Figure 1.

Knockdown of Hdac2 improves the generation of OSKM-iPS cells. (A) AP staining (on reprogramming day 8) of colonies from OG-MEFs transduced with OSKM in combination with control shRNA, shHdac1, shHdac2, shHdac3 or shHdac8. AP-positive colony numbers are shown on the right of the figure. (B) The morphology of typical Oct4-GFP iPS cell colonies on reprogramming day 12 in combination with shHdac1, shHdac2, shHdac3 or shHdac8, respectively. GFP-positive colony numbers are shown on the right. Scale bar, 100 μm. (C) Genomic PCR analyses showed that the OSKM-shHdac2-derived iPS cell clones (1–5) were infected with OSKM and shHdac2 simultaneously.
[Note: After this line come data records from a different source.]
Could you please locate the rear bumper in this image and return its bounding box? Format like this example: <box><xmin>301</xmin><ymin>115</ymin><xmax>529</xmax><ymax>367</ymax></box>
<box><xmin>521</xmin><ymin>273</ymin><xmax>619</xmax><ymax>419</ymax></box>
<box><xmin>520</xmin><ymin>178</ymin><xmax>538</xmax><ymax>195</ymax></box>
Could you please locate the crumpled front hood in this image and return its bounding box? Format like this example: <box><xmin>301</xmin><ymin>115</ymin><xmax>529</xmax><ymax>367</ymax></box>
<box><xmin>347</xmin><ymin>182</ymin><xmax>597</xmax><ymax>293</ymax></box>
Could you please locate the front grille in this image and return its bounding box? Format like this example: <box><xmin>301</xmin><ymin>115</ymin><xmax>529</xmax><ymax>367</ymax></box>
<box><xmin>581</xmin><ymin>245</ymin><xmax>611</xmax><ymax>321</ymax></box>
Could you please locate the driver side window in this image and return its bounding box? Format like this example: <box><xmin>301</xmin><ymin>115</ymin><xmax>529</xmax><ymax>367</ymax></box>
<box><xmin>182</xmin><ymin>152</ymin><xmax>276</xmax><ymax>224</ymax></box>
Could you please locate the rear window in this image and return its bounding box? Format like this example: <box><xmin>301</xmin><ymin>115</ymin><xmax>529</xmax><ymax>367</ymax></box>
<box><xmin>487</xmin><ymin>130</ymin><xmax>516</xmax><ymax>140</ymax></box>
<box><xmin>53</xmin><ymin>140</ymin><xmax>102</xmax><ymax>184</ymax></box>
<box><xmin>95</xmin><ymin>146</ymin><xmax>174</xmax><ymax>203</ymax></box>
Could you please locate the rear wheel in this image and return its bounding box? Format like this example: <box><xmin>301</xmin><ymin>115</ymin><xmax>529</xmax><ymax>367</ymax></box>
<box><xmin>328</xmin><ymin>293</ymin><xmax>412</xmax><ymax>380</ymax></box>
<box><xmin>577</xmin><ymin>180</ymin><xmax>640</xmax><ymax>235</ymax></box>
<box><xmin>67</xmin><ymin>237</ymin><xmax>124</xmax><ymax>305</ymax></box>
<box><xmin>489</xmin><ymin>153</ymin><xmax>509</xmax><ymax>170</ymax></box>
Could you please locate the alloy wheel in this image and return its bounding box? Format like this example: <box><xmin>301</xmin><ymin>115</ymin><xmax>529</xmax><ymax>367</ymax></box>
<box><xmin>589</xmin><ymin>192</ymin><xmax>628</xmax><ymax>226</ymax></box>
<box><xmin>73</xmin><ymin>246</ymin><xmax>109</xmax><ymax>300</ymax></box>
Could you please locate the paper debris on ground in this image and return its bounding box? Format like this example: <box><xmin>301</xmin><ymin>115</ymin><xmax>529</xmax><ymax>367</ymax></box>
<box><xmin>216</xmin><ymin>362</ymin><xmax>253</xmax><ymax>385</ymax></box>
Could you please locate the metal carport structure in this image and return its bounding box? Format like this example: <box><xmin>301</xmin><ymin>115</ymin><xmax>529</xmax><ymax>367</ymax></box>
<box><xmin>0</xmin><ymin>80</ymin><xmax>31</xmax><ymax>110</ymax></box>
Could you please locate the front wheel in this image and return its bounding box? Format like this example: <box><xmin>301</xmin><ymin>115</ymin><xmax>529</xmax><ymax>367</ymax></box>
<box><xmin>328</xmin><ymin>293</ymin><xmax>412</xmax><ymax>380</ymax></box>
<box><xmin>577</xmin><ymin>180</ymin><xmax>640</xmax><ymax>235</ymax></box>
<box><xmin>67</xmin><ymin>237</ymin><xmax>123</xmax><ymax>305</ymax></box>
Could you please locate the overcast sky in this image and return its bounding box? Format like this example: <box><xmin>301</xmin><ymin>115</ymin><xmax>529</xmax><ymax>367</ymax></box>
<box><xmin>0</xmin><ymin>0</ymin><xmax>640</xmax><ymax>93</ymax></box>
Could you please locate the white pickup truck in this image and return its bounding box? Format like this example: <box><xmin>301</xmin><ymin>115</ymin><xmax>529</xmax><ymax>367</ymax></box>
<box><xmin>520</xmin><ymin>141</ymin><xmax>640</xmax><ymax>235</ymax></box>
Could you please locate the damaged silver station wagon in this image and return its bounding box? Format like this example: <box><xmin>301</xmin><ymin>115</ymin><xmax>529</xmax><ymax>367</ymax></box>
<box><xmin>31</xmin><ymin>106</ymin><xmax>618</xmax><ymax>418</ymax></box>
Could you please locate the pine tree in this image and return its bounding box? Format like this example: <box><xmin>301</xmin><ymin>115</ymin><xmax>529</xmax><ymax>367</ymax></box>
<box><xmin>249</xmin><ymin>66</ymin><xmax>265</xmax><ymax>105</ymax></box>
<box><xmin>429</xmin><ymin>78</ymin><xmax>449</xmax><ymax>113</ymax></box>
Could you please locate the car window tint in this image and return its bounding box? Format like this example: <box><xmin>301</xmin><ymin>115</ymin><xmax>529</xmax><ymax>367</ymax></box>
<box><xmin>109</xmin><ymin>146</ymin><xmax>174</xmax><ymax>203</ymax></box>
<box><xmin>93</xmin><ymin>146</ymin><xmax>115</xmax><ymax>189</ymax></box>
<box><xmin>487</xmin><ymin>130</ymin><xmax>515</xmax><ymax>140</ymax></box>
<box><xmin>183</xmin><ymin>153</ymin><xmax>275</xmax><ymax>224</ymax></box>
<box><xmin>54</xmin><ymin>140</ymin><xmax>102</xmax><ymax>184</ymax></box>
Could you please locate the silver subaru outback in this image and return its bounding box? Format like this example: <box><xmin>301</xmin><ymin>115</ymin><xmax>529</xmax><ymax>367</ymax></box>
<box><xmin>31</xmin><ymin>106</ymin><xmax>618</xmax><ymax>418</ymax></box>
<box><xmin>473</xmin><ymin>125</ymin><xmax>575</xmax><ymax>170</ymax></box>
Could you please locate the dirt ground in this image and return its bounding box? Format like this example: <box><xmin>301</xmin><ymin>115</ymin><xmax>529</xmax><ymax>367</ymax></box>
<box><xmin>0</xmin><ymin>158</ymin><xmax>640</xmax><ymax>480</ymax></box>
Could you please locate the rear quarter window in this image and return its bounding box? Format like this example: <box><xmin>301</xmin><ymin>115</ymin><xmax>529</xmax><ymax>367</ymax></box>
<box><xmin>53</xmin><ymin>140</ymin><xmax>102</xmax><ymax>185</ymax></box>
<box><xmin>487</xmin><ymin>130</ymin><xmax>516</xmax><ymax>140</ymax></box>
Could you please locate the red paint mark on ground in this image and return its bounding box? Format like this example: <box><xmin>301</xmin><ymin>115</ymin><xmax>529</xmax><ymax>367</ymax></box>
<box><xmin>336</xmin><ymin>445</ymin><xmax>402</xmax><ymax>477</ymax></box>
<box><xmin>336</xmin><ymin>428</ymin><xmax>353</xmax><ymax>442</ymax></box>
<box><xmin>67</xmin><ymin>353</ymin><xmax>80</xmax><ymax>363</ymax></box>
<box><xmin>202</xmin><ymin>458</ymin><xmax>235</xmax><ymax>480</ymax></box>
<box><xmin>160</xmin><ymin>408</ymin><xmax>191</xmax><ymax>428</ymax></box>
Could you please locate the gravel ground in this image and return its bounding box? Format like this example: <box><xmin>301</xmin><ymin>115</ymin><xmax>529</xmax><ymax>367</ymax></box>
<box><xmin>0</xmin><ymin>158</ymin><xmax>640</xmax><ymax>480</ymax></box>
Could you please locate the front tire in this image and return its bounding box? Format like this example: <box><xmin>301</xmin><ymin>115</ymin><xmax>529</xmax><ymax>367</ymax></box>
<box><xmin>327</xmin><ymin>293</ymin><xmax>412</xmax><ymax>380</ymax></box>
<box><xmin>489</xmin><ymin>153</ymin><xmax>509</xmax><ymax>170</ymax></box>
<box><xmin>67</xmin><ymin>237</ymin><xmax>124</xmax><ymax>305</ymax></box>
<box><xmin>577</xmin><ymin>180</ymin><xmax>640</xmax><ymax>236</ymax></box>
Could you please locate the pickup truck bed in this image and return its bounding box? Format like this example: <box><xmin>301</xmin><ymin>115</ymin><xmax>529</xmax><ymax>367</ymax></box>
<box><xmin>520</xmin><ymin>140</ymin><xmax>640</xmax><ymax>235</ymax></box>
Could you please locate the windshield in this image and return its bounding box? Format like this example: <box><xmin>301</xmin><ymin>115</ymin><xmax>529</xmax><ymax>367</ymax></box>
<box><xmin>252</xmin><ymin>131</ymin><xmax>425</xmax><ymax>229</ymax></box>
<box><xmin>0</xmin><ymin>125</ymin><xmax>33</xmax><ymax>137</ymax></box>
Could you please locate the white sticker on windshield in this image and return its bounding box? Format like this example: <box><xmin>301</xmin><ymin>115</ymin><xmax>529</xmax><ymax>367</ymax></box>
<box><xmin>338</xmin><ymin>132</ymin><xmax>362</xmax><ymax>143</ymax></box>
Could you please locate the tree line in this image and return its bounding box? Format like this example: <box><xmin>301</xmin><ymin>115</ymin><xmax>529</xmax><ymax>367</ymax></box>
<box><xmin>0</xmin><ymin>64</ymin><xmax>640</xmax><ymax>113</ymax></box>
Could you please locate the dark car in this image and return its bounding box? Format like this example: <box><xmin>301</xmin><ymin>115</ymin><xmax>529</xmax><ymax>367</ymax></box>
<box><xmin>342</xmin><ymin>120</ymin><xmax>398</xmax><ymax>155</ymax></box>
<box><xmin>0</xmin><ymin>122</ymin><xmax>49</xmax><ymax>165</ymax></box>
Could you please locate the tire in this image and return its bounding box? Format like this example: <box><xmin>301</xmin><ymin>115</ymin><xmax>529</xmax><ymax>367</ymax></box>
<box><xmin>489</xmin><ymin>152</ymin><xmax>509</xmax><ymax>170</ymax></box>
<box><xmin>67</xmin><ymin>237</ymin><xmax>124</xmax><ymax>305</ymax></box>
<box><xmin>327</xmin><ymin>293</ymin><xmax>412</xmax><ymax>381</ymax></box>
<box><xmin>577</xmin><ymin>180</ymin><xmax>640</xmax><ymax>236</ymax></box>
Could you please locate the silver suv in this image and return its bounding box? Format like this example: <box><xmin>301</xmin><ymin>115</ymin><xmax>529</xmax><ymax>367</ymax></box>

OG-MEFs were used as a negative control (NC) and OG-MEFs infected with the OSKM viruses or shHdac2 were used as positive controls (PC). (D) Immunostaining for pluripotency markers (Oct4, Nanog and SSEA-1) in the OSKM-shHdac2-derived iPS cell clones. Scale bar, 100 μm. (E) qRT-PCR analyses of markers for all three germ layers (Dlx2, Nestin and Pax6 for ectoderm, Mixl1 and Mesp1 for mesoderm, and Lamina B1 and Sox17 for endoderm) and a pluripotency factor (Nanog) in mES cells, mES EBs, OSKM-shHdac2 iPS cell clones and OSKM-shHdac2 EBs. The expression levels were normalized to Gapdh. (F) OSKM-shHdac2-derived iPS cell clones induced teratomas containing all three embryonic germ layers. Representative images of HE staining for neural tissue (ectoderm), skeletal muscle (mesoderm) and epithelial tissue (endoderm) are shown. (G) Two-week-old chimeric mice derived from OSKM-shHdac2-1and OSKM-shHdac2-5 iPS cell clones (C57BL/6 background). Oct4-GFP positive cells derived from OSKM-shHdac2-1 or OSKM-shHdac2-5 iPS cell clone are present in the genital ridge of a female embryo at 13.5 day postcoitum (dpc). The data in a, b and e represent the means ± S. E. M. of three independent experiments. **P < 0.01, ***P < 0.001 (two-tailed Student's t-test).